Comparing parameter estimates

As a final step here, let’s look at the partial plots to examine the relationship between predicted occurrence and the environmental variables.

tmp = expand.grid(elev = seq(min(backCovs$elev), max(backCovs$elev), length=1000),
                  canopy = mean(backCovs$canopy),
                  precip = mean(backCovs$precip),
                  mesic1km = mean(backCovs$mesic1km))

elevData = data.frame(bioclim = predict(bioclim, tmp),
                 glm = predict(glmModel, tmp, type='response'),
                 gam = predict(gamModel, tmp, type='response'),
                 boost = predict(boostModel, tmp, type='response'),
                 rf = predict(rfModel, tmp, type='prob')[,2],
                 maxent = predict(maxentModel, tmp, type='logistic')[,1]) %>% 
  cbind(tmp) %>% 
  select(bioclim:elev) %>% 
  pivot_longer(bioclim:maxent) %>% 
  mutate(variable = 'elevation')
## Using 100 trees...
tmp = expand.grid(elev = mean(backCovs$elev),
                  canopy = seq(min(backCovs$canopy), max(backCovs$elev), length=1000),
                  precip = mean(backCovs$precip),
                  mesic1km = mean(backCovs$mesic1km))
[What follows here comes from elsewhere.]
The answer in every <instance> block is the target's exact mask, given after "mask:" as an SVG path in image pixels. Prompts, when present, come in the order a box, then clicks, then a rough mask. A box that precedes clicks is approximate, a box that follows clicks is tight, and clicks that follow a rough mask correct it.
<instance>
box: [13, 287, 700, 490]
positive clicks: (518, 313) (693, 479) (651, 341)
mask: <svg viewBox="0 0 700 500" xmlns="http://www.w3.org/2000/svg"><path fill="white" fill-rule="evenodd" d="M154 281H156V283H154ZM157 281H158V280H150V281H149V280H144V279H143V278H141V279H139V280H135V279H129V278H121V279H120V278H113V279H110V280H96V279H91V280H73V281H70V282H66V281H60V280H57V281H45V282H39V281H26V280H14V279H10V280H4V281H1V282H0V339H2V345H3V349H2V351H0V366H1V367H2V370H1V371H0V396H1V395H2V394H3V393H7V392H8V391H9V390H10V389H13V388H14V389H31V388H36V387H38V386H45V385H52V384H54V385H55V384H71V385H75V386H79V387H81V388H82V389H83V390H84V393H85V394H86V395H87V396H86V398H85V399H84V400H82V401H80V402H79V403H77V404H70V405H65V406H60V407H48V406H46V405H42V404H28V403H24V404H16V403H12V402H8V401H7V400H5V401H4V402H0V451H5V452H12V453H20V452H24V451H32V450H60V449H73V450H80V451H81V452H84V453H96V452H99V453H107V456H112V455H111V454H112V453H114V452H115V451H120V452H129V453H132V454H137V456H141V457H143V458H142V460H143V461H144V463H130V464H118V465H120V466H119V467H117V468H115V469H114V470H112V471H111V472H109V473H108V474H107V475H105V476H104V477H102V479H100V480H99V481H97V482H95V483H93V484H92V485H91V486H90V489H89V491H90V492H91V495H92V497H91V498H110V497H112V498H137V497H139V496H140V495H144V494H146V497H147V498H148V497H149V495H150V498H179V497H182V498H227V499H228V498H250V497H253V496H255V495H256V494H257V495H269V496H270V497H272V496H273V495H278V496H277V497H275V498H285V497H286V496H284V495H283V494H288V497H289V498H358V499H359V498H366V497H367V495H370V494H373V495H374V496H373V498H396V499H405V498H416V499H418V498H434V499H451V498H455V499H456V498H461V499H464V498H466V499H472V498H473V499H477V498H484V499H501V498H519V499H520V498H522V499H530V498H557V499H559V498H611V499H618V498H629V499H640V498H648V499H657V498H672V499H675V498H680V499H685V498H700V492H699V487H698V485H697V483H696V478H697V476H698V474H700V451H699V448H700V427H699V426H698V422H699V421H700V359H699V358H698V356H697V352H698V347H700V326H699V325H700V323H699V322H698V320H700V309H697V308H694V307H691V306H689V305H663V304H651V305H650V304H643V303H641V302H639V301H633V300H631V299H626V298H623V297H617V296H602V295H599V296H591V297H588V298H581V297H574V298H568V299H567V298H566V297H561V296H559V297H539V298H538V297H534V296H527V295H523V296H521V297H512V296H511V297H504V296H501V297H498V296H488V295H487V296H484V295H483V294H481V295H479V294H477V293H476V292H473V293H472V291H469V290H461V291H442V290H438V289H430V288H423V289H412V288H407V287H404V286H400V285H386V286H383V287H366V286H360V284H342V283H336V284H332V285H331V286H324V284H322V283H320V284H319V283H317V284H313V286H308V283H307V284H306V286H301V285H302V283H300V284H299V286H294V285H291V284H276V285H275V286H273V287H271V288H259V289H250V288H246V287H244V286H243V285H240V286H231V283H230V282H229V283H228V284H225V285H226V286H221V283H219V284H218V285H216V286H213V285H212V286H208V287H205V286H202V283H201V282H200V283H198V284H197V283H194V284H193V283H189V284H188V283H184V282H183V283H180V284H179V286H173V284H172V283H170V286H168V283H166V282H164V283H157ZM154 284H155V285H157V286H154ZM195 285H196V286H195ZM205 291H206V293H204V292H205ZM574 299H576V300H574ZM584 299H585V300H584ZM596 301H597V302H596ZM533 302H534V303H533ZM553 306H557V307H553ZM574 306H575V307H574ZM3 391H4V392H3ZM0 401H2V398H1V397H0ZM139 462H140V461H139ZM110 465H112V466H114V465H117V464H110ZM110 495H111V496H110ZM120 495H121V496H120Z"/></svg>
canopyData = data.frame(bioclim = predict(bioclim, tmp),
                 glm = predict(glmModel, tmp, type='response'),
                 gam = predict(gamModel, tmp, type='response'),
                 boost = predict(boostModel, tmp, type='response'),
                 rf = predict(rfModel, tmp, type='prob')[,2],
                 maxent = predict(maxentModel, tmp, type='logistic')[,1]) %>% 
  cbind(tmp) %>% 
  select(bioclim:maxent, canopy) %>% 
  pivot_longer(bioclim:maxent) %>% 
  mutate(variable = 'canopy')
## Using 100 trees...
tmp = expand.grid(elev = mean(backCovs$elev),
                  canopy = mean(backCovs$canopy),
                  precip = seq(min(backCovs$precip), max(backCovs$precip), length=1000),
                  mesic1km = mean(backCovs$mesic1km))

precipData = data.frame(bioclim = predict(bioclim, tmp),
                 glm = predict(glmModel, tmp, type='response'),
                 gam = predict(gamModel, tmp, type='response'),
                 boost = predict(boostModel, tmp, type='response'),
                 rf = predict(rfModel, tmp, type='prob')[,2],
                 maxent = predict(maxentModel, tmp, type='logistic')[,1]) %>% 
  cbind(tmp) %>% 
  select(bioclim:maxent, precip) %>% 
  pivot_longer(bioclim:maxent) %>% 
  mutate(variable = 'precipitation')
## Using 100 trees...
tmp = expand.grid(elev = mean(backCovs$elev),
                  canopy = mean(backCovs$canopy),
                  precip = mean(backCovs$precip),
                  mesic1km = seq(min(backCovs$mesic1km), max(backCovs$mesic1km), length=1000))

mesicData = data.frame(bioclim = predict(bioclim, tmp),
                 glm = predict(glmModel, tmp, type='response'),
                 gam = predict(gamModel, tmp, type='response'),
                 boost = predict(boostModel, tmp, type='response'),
                 rf = predict(rfModel, tmp, type='prob')[,2],
                 maxent = predict(maxentModel, tmp, type='logistic')[,1]) %>% 
  cbind(tmp) %>% 
  select(bioclim:maxent, mesic1km) %>% 
  pivot_longer(bioclim:maxent) %>% 
  mutate(variable = 'mesic1km')
## Using 100 trees...
colnames(elevData)[1] = colnames(canopyData)[1] = colnames(precipData)[1] = colnames(mesicData)[1] = 'xValue'

tmp = rbind(elevData, canopyData, precipData, mesicData)

ggplot(tmp, aes(x=xValue, y=value, color=name))+
  facet_wrap(~variable, scales='free_x')+
  geom_line()+
  theme_bw()+
  theme(panel.grid=element_blank())

There’s a LOT to unpack here. One of the first things you’ll notice is the general difference in the magnitude of the predictecd values. Bioclim is modeling similarity while Maxent predictions are based on logistic predictions that make the average prediction for presence locations 0.5. GLM, GAM, BRT, and RF are all discriminating presence from background points such that the predicted value is the probability that a point will be occupied. Thus, the probabilities are going to fall as you increase the number of background points.

You’ll also note that the relationships between the covariates and occurrence tend to be complex for RF, bioclim, and BRT models and much more smooth for the others. After spring break we will be discussing how to interpret these differences and identify the best SDM for your purposes.